The author, Ann Graham, moved into the pediatric ward for a year of treatment:
"Then I became one of them: No hair. Giant, treacherous scar. Wheelchair. Ever-present IV pole, and dusty-rose colored kidney-shaped bowl to throw up in. These were all outward signs of a fraternity of warriors that no one wants to belong to. They all were enduring the same grueling treatment I was -- only they were, on average, 10 years old.
This fraternity of Cancer Avengers was wise in ways beyond their years. When faced with the courage and bravery of these little superheroes, I had to give myself the "Put your big girl pants on" speech more than once.
On my first day of treatment, while I was scrolling through my Facebook feed by the fish tank, two boys next to me started discussing their Make-A-Wish requests. Adam, about 12 years old, had just returned from a rainforest trip and asked what Sam's wish was going to be. Sam said they couldn't give him what he wished for. Adam disagreed, enthusiastically conveying that any wish could be granted. Sam stood firm: It was not possible.

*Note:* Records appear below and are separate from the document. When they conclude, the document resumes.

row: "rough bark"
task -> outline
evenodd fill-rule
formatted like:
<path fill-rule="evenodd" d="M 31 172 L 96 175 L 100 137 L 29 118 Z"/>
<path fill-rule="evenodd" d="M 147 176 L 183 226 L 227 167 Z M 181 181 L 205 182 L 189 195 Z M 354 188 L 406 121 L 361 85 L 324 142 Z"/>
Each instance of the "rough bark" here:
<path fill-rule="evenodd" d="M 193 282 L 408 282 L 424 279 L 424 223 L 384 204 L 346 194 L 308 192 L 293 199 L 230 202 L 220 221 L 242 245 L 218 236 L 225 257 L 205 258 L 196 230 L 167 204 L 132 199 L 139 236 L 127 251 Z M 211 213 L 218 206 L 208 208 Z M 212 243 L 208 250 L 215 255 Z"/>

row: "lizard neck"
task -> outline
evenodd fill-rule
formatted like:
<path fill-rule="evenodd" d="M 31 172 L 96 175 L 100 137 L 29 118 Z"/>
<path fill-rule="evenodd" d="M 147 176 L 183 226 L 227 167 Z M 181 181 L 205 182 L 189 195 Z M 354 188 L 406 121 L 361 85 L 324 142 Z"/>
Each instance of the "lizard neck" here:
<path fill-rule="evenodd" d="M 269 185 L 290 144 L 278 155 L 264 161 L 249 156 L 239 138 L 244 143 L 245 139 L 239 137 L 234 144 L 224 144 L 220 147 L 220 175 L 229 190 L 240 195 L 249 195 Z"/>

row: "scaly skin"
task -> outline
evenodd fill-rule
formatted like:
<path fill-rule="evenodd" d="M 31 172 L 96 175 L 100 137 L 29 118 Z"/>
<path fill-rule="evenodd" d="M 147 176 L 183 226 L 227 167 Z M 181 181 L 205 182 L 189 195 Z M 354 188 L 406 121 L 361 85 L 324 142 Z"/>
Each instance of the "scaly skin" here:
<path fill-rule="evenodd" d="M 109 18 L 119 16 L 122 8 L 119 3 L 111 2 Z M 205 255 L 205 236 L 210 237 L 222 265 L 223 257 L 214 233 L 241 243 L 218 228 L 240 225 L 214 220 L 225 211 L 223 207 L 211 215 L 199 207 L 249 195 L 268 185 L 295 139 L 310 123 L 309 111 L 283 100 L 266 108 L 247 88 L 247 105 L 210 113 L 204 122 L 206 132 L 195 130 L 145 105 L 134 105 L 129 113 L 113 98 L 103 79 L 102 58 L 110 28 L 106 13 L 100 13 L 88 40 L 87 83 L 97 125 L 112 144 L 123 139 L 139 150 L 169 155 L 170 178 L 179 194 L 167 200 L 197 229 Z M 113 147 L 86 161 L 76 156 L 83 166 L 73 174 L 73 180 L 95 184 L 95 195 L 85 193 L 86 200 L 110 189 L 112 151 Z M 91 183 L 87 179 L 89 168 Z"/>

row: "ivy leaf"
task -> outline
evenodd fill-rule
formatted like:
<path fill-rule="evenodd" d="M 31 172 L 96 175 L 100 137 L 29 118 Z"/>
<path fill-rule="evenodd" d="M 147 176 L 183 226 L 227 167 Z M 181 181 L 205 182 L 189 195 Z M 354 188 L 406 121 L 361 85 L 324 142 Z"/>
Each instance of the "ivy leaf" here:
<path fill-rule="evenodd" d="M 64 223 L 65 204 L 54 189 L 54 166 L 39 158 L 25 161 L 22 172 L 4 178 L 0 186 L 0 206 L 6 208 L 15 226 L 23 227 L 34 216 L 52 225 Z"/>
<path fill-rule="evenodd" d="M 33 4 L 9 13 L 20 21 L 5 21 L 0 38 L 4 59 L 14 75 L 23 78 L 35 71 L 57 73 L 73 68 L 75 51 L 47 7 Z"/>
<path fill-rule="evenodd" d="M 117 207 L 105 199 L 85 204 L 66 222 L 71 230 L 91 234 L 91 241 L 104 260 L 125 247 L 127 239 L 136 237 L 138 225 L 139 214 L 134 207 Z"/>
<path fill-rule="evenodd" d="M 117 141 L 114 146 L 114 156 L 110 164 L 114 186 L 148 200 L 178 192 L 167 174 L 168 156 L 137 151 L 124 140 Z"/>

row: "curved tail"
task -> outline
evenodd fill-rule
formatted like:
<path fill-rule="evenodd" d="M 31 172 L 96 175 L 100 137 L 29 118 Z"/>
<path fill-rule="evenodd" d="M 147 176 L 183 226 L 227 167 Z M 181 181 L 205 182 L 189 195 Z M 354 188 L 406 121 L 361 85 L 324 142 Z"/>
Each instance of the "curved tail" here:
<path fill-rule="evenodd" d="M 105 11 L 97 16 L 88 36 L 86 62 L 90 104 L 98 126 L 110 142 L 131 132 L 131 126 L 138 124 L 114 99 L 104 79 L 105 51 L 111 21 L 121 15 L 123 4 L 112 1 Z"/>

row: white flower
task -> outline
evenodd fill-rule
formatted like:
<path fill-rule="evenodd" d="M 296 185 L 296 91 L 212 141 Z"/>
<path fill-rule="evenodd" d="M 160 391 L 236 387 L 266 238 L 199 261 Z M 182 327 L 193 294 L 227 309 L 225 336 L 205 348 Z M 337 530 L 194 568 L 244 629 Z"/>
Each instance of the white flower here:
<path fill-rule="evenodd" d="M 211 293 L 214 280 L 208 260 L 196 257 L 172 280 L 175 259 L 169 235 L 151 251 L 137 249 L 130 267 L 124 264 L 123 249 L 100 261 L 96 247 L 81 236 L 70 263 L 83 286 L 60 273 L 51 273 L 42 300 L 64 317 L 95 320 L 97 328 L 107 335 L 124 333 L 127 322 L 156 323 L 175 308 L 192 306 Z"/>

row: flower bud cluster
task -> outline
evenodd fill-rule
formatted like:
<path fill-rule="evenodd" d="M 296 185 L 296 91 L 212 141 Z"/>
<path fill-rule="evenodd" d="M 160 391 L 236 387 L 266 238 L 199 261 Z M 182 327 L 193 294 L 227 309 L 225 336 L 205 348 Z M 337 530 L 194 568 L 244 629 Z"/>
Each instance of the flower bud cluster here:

Well, what is it that you want anyway? Adam wanted to know. By now, I also wanted to know.
"I want normal," was Sam's answer. "I want to go to school and basketball practice, complain about my parents and homework and turn 12.""
What do adults talk about whenthey ahve cancer? They talk about cancer and obsess about it. Children are different:
"I never got depressed with the Cancer Avengers. They never talked about cancer. They talked about friends, music, sports and Spiderman. Hope prevailed in Pediatric Day Hospital."
They have hope. They are wise beyond their years.